DDT no longer works as well as people seem to believe it does and that's because the bed bugs have built up a resistance to it. Another reason it should not be used is because there is NO safe level of DDT. You could be rendering the children in your building sterile or cause Cancer in yourself or others not to mention it destroys the land it sinks into and perhaps that's permanently. There are far better ways to kill bed bugs including the freezing methods or the heating methods like STEAM.

Aug. 20 2010 03:42 PM
Say No To BBs from NYC

For someone who has lived through this twice, it's extremely traumatic. It has totally changed how I live and enjoy this amazing city. Relieved to see something is being done but need a lot more than $500K and I agree about the pesticides. Bottom line it’s not just mattresses; it can be in your clothes, cell phone, furniture (on the street). Think the city should look into providing professional services to those who have their apts infected (as you can get turned away by local laundry services and who wants to use a dryer in a possibly infected building!). Also counseling, and if this doesn’t stop (or slow down) soon, insurance.
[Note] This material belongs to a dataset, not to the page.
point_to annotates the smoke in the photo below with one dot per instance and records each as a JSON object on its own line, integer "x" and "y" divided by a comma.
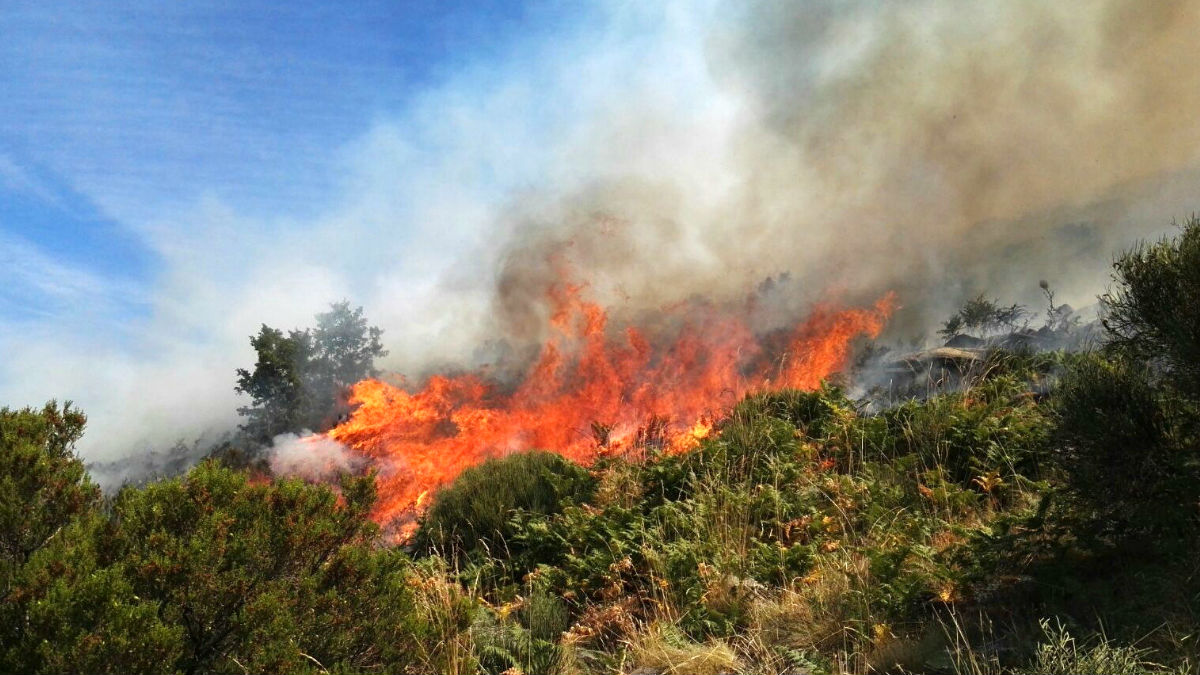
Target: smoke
{"x": 664, "y": 153}
{"x": 313, "y": 458}
{"x": 930, "y": 147}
We have to keep in mind that if neighbors don’t go through the proper procedure – which can cost thousands of dollars and time away from work – then the problem will never leave the building and it’ll be a vicious reoccurring cycle. Come on NY! Let’s take back (our sanity) and the greatest city in the world!

Jul. 29 2010 03:53 PM
Rita Capolarello from New York, NY

Until a pesticide is created that the bed bugs cannot resist the use of DDT will have to be allowed at least temporarily.

The City is too infested and the amount of bugs is escalating.

One major remedy would be to have the Sanitation Department go into homes to pick up mattresses instead of having people leave them on the street. This is done in several cities in the US and Canada. Most of these mattresses are thrown on the street without protective plastic covers. This is a major contribution to the problem.